Supporting someone with depression can be emotionally draining. Over time, it might become easy to forget one’s own needs in the process. But as the old saying goes, one can’t pour from an empty cup—so learn to take care of yourself before caring for someone you know who is struggling. In between caregiving, make time to rest, talk to someone and do things that bring peace and joy.
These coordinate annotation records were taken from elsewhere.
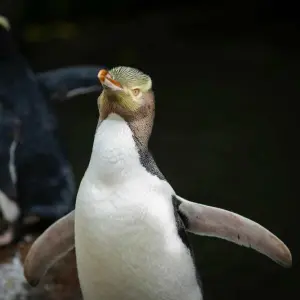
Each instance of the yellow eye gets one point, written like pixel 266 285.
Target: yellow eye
pixel 136 92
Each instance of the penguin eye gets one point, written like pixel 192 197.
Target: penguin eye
pixel 136 92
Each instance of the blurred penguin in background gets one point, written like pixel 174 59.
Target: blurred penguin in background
pixel 37 184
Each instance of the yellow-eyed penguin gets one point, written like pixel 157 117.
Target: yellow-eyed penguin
pixel 130 232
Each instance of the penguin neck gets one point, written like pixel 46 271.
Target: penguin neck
pixel 117 148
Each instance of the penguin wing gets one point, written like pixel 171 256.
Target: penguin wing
pixel 212 221
pixel 49 247
pixel 64 83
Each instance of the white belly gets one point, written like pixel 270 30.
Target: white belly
pixel 127 245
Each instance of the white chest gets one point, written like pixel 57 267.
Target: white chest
pixel 127 244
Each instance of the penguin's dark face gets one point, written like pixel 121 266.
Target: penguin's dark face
pixel 126 91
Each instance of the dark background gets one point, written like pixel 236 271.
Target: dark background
pixel 226 78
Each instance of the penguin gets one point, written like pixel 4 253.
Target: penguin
pixel 129 227
pixel 9 138
pixel 45 188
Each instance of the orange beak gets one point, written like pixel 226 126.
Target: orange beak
pixel 106 81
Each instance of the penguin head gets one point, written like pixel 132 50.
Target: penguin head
pixel 127 92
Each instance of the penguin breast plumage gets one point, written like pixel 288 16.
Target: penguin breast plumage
pixel 126 238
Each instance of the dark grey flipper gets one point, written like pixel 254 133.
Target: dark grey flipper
pixel 182 225
pixel 64 83
pixel 211 221
pixel 52 245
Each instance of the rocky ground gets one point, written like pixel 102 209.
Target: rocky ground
pixel 60 284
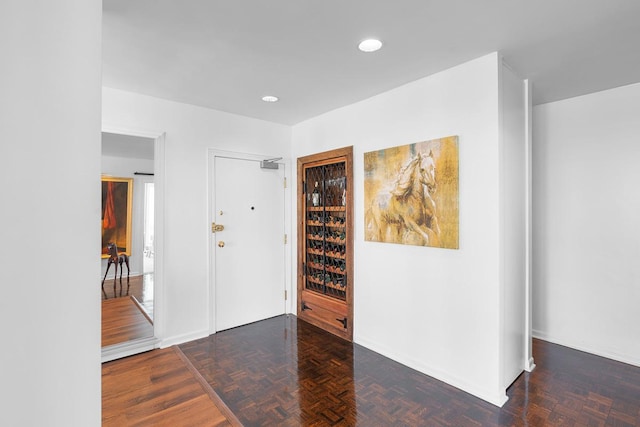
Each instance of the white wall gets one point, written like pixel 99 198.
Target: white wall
pixel 124 167
pixel 513 198
pixel 50 198
pixel 190 131
pixel 586 230
pixel 432 309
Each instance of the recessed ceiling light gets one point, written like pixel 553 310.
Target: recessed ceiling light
pixel 370 45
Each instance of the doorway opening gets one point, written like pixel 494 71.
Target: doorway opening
pixel 129 321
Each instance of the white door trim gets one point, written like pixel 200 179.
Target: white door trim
pixel 286 163
pixel 144 344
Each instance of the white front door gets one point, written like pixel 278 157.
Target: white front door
pixel 250 251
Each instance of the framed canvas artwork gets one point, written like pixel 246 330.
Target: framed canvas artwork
pixel 117 196
pixel 411 194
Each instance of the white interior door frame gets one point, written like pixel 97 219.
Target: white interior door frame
pixel 286 163
pixel 144 344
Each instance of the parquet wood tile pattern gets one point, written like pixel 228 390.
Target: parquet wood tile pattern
pixel 285 372
pixel 122 321
pixel 157 389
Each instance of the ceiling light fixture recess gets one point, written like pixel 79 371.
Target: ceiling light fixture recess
pixel 370 45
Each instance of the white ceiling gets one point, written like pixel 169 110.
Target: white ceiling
pixel 227 54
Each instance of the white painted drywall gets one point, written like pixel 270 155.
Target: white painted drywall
pixel 190 131
pixel 513 198
pixel 124 167
pixel 586 205
pixel 50 199
pixel 435 310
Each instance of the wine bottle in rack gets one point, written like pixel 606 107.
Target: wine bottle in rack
pixel 315 196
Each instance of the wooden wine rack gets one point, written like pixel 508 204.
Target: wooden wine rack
pixel 325 246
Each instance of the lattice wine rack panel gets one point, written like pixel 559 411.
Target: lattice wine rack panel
pixel 325 264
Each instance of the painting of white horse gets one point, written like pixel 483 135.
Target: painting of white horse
pixel 411 194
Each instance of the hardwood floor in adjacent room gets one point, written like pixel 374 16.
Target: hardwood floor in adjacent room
pixel 158 388
pixel 283 371
pixel 124 320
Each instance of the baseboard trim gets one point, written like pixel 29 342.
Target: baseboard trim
pixel 497 399
pixel 581 346
pixel 181 339
pixel 529 365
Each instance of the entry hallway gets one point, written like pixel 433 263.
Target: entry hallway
pixel 284 372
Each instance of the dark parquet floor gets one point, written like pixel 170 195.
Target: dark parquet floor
pixel 285 372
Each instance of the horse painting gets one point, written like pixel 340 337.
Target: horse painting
pixel 407 214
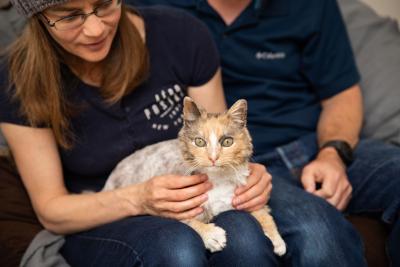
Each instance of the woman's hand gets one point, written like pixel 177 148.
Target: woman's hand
pixel 173 196
pixel 255 194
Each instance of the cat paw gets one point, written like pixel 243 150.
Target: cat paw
pixel 279 247
pixel 215 238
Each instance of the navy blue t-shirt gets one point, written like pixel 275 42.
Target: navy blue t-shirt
pixel 182 54
pixel 284 57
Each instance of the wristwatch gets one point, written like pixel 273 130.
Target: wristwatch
pixel 343 149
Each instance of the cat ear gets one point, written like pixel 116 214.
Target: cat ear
pixel 190 110
pixel 238 113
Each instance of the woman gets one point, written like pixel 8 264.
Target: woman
pixel 88 83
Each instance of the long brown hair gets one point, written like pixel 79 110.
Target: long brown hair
pixel 34 68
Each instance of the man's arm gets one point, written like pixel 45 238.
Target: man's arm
pixel 341 119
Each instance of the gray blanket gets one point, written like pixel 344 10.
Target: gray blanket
pixel 44 251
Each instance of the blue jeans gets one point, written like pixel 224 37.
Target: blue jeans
pixel 155 241
pixel 315 232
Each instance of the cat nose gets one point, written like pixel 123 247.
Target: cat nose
pixel 213 159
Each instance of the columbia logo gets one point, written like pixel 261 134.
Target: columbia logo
pixel 270 55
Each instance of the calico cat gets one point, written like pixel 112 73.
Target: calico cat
pixel 218 145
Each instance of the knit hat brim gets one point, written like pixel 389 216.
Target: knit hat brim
pixel 28 8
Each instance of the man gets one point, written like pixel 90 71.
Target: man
pixel 293 62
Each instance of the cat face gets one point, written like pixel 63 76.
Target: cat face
pixel 215 140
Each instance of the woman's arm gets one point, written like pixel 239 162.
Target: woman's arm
pixel 38 162
pixel 36 155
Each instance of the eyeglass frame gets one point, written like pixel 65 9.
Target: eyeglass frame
pixel 83 15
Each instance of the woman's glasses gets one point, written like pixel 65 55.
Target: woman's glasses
pixel 75 21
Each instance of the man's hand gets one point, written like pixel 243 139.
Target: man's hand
pixel 255 194
pixel 329 171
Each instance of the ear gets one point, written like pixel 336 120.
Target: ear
pixel 238 113
pixel 190 110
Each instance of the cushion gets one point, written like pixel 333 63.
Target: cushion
pixel 376 45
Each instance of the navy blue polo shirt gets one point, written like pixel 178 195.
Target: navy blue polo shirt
pixel 284 57
pixel 182 54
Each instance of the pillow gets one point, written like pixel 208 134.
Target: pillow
pixel 376 46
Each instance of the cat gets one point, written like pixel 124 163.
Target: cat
pixel 218 145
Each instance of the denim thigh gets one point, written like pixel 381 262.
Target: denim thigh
pixel 136 241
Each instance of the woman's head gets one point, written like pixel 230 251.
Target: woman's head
pixel 85 29
pixel 68 32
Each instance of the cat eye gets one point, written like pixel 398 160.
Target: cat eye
pixel 227 142
pixel 200 142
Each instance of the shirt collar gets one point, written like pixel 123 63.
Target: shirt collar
pixel 262 7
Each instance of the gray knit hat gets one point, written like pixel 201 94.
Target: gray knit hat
pixel 28 8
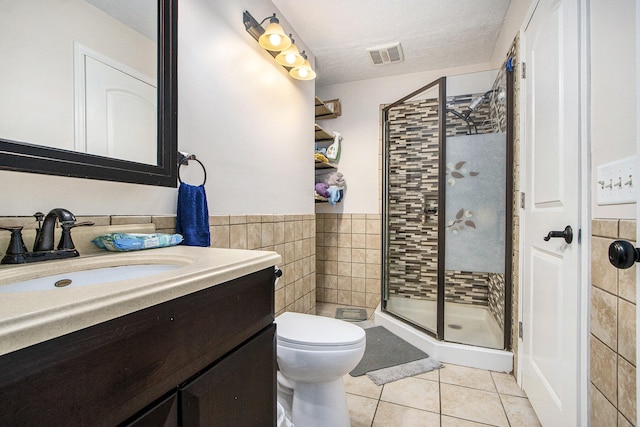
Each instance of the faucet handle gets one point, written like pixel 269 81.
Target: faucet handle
pixel 66 243
pixel 16 250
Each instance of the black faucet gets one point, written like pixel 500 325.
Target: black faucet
pixel 43 245
pixel 44 234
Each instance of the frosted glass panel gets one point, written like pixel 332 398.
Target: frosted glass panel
pixel 475 203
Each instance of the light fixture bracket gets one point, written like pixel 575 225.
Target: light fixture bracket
pixel 253 27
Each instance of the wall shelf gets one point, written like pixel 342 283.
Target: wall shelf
pixel 327 109
pixel 321 134
pixel 323 165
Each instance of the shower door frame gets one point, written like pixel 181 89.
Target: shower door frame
pixel 509 206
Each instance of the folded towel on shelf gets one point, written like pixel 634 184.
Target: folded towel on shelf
pixel 335 195
pixel 321 189
pixel 335 178
pixel 321 158
pixel 192 216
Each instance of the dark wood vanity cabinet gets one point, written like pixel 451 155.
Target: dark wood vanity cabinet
pixel 204 359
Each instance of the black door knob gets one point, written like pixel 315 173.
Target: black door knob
pixel 623 254
pixel 566 234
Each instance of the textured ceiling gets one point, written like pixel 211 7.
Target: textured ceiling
pixel 140 15
pixel 434 34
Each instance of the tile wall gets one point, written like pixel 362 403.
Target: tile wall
pixel 613 329
pixel 292 236
pixel 348 259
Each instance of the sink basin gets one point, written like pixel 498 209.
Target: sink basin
pixel 88 277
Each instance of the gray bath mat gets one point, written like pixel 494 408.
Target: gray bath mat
pixel 394 373
pixel 351 314
pixel 385 349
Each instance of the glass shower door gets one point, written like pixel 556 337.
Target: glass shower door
pixel 413 133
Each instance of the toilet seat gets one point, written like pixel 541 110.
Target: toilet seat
pixel 309 332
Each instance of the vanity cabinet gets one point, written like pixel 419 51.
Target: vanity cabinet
pixel 206 358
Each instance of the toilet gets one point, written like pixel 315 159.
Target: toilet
pixel 313 354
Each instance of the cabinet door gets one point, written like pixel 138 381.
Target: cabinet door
pixel 162 414
pixel 240 390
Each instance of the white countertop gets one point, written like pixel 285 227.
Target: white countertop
pixel 27 318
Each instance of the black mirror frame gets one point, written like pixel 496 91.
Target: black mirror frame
pixel 26 157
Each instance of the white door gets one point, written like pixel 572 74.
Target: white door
pixel 115 108
pixel 551 277
pixel 121 114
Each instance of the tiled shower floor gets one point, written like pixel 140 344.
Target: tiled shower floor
pixel 454 396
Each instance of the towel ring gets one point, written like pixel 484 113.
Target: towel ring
pixel 185 161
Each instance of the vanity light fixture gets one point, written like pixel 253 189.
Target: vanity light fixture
pixel 274 38
pixel 279 45
pixel 290 57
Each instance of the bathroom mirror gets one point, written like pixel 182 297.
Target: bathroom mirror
pixel 31 142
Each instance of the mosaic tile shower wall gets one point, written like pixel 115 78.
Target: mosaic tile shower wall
pixel 413 185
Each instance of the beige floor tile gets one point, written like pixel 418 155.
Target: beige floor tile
pixel 361 410
pixel 519 411
pixel 431 375
pixel 362 386
pixel 467 377
pixel 457 422
pixel 413 392
pixel 506 384
pixel 389 414
pixel 473 405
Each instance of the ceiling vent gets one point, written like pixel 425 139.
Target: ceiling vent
pixel 386 54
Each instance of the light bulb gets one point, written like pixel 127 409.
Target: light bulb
pixel 275 39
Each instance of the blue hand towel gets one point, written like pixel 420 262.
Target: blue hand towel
pixel 192 218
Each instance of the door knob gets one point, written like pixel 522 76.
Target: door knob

When one is emotionally balanced, they are more capable of offering support towards the mental wellbeing of their loved ones. As Dr Kristin, associate professor, University of Texas, explains, “Self-compassion is simply giving the same kindness to ourselves that we would give to others.” In fact, we must treat ourselves with the same compassion and love that we tend to offer someone we care about.

So, while depression is an invisible battle for people living with it and especially for those who get to see it from the sidelines, understanding, showing empathy and patience can be of great significance. Whether it’s listening without judgement, sitting quietly or doing small acts of care, everything adds to the process of healing.

FAQs

How to help a family member with depression?

To offer mental health support to a loved one, look for changes in their mood, sleep, appetite, energy and interest in activities. If any of these last more than two weeks, seek help for them and try to suggest meeting with an expert.

What if my loved one refuses to get help?

Don’t pressure them and continue offering support and understanding.

Can depression affect someone who seems happy and successful?

Depression doesn’t always show on the outside. Many people who appear fine, struggle silently.

What should I avoid saying to someone who is depressed?

Avoid saying things like “just cheer up,” “it’s all in your head,” or “others have it worse.” These statements can feel dismissive.